As the group’s fan base has grown, it’s become less practical to bring the entire audience onstage. But The Mowgli’s have found other ways to amplify the communal goodwill that has become their hallmark. They’re active supporters of initiatives such as charity: water, which brings safe, clean drinking water to people in developing nations and the Ally Coalition, which promotes GLBTQ equality. And on the Mowgli’s current Random Acts of Kindness tour, supporting their major-label debut LP Waiting for the Dawn, they’ve incorporated a new level of social engagement into their shows.
“In every city there’s essentially a food drive,” Appelbaum says. “We ask people to bring canned goods and such to the show, and they get donated to shelters across America. At each show, the person who brings the most gets a meet and greet with the band. And it’s great, because a lot of people do bring stuff. Last night in St. Louis someone brought 500 cans. It was insane!”

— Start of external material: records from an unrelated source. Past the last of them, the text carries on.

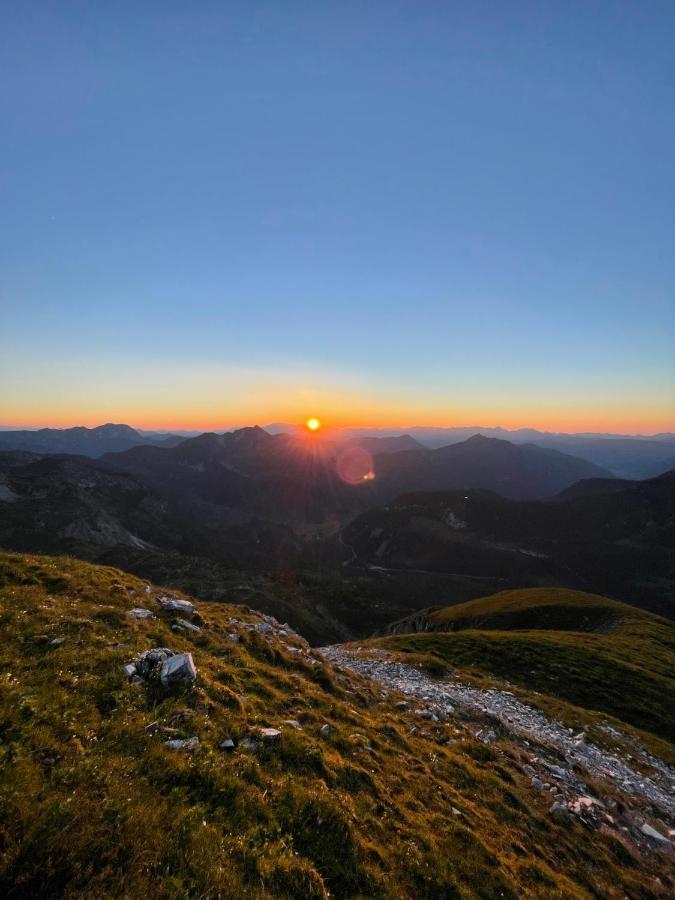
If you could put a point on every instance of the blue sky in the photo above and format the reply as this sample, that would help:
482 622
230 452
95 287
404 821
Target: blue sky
384 212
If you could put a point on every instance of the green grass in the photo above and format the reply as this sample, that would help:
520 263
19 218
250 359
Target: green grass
589 651
91 805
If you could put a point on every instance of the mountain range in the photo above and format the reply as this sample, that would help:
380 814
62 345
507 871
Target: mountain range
95 442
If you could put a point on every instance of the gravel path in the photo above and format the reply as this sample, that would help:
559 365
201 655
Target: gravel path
522 720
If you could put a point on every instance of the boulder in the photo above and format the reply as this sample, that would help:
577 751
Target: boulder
655 835
149 664
178 669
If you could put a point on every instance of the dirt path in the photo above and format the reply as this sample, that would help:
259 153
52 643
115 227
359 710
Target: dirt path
524 721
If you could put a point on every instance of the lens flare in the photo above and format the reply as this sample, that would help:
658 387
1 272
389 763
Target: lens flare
354 465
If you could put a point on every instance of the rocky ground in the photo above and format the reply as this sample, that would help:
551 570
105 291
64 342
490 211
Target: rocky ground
639 803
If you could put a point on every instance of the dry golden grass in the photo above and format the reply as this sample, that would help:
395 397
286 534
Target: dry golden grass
91 805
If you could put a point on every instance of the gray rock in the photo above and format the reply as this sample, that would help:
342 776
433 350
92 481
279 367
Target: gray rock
149 664
188 744
558 809
652 833
138 612
178 670
173 604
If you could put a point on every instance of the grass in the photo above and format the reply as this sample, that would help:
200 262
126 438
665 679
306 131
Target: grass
92 804
587 650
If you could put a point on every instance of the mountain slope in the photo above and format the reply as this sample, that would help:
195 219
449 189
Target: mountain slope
615 542
95 442
591 651
93 802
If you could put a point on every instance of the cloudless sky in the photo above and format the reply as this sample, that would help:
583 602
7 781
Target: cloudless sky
378 212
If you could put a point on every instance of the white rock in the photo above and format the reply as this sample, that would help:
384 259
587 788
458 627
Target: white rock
648 831
178 669
189 744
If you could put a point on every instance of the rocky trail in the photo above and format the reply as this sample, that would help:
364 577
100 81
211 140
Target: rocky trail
557 756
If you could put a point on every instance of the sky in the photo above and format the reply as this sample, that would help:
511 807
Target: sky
384 213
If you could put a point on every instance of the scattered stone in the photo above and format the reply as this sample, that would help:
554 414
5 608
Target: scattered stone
558 809
178 670
652 833
189 744
173 604
149 664
188 626
138 612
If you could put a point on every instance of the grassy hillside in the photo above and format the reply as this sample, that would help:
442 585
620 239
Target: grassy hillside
588 650
93 804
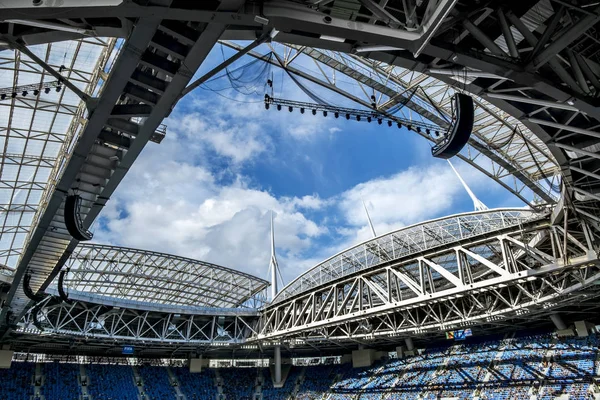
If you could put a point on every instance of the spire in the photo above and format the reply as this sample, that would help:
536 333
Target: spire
273 267
479 206
369 218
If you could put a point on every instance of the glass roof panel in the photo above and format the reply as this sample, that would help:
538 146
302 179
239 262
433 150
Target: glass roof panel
34 127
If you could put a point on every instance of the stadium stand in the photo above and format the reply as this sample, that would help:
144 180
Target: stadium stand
239 383
196 386
519 367
111 382
17 382
61 381
270 392
156 383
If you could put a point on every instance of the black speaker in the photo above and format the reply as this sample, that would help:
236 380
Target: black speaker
61 290
460 130
73 220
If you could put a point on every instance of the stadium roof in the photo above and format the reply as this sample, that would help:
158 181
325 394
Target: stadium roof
407 241
38 127
150 277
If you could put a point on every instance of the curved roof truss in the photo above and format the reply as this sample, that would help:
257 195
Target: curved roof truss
414 239
151 277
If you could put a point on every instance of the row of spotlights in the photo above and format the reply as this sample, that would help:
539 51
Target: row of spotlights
358 118
36 92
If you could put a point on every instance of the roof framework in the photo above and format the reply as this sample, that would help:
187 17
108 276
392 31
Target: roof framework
496 272
36 131
538 62
501 147
116 273
415 239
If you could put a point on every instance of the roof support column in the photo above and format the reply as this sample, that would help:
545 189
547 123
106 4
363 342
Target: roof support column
558 322
277 362
508 36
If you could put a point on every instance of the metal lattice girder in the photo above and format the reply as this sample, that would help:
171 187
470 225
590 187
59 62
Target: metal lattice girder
82 319
37 129
116 274
414 239
494 271
148 76
540 51
516 161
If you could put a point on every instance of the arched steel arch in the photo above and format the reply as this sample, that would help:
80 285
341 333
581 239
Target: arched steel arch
538 62
456 271
125 274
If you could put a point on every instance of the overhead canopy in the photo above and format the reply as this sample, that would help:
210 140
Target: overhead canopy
36 130
408 241
150 277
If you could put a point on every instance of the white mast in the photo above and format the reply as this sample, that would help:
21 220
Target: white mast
479 206
369 218
273 262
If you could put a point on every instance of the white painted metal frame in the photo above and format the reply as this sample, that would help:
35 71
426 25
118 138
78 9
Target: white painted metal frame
453 281
407 241
118 273
36 131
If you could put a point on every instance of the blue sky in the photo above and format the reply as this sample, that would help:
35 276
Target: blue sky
207 190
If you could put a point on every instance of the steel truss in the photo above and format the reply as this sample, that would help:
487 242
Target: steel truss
100 322
491 276
518 162
118 274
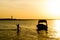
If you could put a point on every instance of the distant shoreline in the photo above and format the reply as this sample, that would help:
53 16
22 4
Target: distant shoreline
28 19
20 19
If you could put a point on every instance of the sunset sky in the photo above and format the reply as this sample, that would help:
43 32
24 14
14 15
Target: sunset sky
30 9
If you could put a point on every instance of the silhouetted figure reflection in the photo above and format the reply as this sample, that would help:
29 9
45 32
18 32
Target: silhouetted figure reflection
41 26
17 29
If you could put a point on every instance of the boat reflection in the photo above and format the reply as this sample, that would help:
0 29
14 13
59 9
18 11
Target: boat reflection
55 29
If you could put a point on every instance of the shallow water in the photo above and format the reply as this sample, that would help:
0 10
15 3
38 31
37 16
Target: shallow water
28 30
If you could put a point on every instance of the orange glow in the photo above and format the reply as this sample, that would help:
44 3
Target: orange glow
57 28
30 9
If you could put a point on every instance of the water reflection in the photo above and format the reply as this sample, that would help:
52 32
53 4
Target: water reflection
54 29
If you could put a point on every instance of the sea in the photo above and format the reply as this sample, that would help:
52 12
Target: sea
28 30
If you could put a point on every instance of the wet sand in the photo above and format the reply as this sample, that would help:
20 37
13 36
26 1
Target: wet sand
25 34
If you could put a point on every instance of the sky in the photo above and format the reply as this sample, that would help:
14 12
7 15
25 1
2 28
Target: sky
30 9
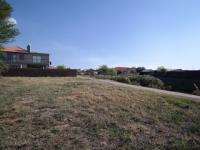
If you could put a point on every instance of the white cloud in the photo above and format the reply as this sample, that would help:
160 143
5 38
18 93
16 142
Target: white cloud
12 20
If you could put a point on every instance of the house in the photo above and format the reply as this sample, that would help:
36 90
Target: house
17 57
121 70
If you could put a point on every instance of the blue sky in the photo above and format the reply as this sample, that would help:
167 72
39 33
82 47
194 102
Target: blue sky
90 33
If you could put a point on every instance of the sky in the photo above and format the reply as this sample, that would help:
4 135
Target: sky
90 33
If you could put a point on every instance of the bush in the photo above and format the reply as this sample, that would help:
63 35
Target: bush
104 70
61 67
148 81
121 79
3 67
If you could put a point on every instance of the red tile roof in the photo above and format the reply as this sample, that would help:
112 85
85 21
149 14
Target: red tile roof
121 69
17 49
14 49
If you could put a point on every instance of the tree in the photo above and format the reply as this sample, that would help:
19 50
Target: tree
8 32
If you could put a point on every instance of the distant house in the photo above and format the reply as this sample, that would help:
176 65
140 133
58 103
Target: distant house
121 70
17 57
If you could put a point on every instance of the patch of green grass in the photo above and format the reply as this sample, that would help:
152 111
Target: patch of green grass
77 113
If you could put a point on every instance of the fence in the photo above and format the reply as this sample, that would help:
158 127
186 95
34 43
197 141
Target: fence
29 72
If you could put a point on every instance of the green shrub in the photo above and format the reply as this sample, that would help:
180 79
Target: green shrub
61 67
148 81
121 79
104 70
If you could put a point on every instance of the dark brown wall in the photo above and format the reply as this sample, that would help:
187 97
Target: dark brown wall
27 72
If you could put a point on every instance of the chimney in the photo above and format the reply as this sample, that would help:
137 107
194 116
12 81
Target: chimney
29 48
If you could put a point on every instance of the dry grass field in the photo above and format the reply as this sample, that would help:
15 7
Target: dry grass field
78 113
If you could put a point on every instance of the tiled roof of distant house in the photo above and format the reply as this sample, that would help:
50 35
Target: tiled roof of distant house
121 69
16 49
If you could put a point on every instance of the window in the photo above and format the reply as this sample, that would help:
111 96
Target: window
37 59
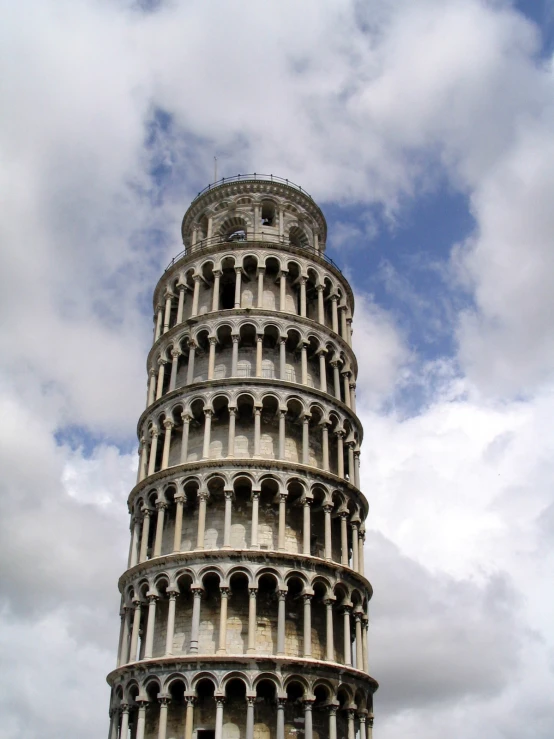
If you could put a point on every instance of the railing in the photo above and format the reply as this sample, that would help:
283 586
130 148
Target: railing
254 176
205 245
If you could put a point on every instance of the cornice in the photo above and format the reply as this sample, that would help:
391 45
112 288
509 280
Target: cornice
260 663
252 313
258 464
262 557
244 382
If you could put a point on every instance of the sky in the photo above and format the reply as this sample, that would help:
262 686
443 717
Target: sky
423 128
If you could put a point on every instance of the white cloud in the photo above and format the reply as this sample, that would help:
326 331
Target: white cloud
361 103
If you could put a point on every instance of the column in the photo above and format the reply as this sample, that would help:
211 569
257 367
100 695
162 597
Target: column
352 396
235 354
143 460
159 323
222 648
135 542
351 727
336 379
282 521
322 370
189 718
361 539
282 418
343 329
343 538
281 718
340 454
167 316
283 291
306 439
252 621
124 650
179 503
232 423
195 625
215 290
255 510
150 626
359 650
362 719
145 534
304 363
207 431
346 387
325 446
320 306
219 717
227 519
124 732
334 314
332 722
203 497
168 426
170 622
281 623
152 386
327 510
195 295
161 373
347 639
307 625
162 723
308 727
257 431
357 468
303 281
306 503
261 271
365 655
329 645
350 448
161 507
349 330
185 437
282 358
135 631
259 349
238 286
355 547
175 354
211 357
180 304
250 700
190 366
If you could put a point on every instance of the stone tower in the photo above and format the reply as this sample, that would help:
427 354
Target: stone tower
244 604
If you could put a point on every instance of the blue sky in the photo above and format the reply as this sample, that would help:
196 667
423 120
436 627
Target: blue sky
424 130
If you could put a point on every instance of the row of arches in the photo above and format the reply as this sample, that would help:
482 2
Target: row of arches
242 425
282 514
252 349
234 705
241 280
266 612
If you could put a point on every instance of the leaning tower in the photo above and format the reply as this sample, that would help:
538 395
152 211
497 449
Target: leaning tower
244 603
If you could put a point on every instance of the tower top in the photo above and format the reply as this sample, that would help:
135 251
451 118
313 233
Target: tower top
226 210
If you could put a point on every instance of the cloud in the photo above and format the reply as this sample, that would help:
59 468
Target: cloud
115 111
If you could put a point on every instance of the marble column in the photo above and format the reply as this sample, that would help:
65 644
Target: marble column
195 622
170 631
251 649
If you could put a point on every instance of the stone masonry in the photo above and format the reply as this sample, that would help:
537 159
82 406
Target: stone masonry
244 603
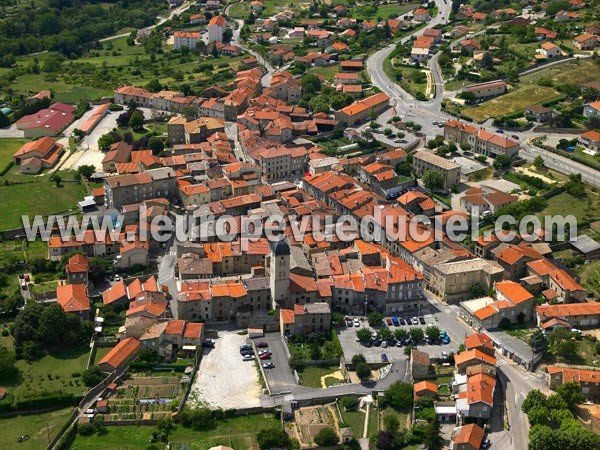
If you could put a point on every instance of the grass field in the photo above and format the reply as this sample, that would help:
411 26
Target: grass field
38 426
311 375
8 147
40 197
52 373
238 433
580 207
576 72
512 102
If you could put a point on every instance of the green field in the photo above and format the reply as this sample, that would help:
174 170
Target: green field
38 197
8 147
39 427
238 433
51 373
515 101
580 207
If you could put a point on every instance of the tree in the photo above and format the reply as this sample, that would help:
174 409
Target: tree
4 121
538 162
8 368
571 394
272 438
433 180
362 371
375 319
326 437
534 399
86 171
105 141
433 436
92 376
538 416
432 332
401 334
502 162
136 122
157 145
358 358
416 334
538 342
385 334
363 334
310 84
400 395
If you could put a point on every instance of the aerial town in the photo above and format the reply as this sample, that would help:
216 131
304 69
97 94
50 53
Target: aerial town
350 224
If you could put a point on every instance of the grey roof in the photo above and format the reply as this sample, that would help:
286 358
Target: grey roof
317 308
585 244
280 248
257 284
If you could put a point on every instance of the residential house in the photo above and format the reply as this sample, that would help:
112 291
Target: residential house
590 140
120 355
36 155
77 269
487 90
540 113
118 153
550 50
578 315
216 27
589 380
48 121
73 298
424 161
585 41
187 39
361 110
305 319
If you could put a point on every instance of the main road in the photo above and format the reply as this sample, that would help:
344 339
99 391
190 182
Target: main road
424 113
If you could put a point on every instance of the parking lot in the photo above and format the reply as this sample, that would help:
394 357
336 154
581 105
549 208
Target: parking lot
280 378
373 354
224 380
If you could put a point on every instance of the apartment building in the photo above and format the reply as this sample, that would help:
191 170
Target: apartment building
481 141
127 189
361 110
424 161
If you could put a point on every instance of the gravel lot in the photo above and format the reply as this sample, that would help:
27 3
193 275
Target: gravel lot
224 380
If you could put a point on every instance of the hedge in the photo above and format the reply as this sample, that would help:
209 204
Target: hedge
6 168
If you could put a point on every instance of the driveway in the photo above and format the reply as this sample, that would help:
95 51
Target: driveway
280 378
224 380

Onstage, Appelbaum adds to the Mowgli’s huge, harmonious din with his Yamaha Motif XF8. “It’s a beast of a keyboard, and I love it!” he says. “I use it for every single show we play. It hasn’t hit the studio yet, but it’ll be on the next record for sure. I grew up playing piano, so I wanted something with a great piano sound—and Yamaha can always say they have the best keyboard piano sound. That’s important, because that’s really where the instrument comes from.”
He’s also a fan of the keyboard’s more advanced features: “The LCD screen is great, and the fact that you can customize the sounds. I can split the keyboard, or use like four patches simultaneously in one performance mode. I can have my whole set list mapped out on the XF8, with all the songs ready to go.”
The Mowgli’s look forward to bringing their music and message to new ears in 2014. “We’ll be back on the road almost for sure,” David says. “I think we have a few festivals booked for next spring and summer. And we haven’t gone overseas yet, but I really hope we do soon.”
Regardless of the itinerary, the band will be spreading its positive point of view along the way.
“It’s become more apparent lately, with the bigger shows we’ve played, that it really has affected people in a positive way,” Appelbaum says. “Before, when we were just playing to our friends, it was fun, and everyone was having a good time playing in a rock and roll band. It’s still like that, but now people send really nice letters or bring gifts, and they cry, and they say, ‘Oh, I listened to this when I was going through a really rough period in my life.’ Like I said, our message is clear and simple. It’s third-grade philosophy, but you forget it: Just try to be good to other people, and find a way to be happy. If you can do those two things, you’ll probably be pretty successful in life.”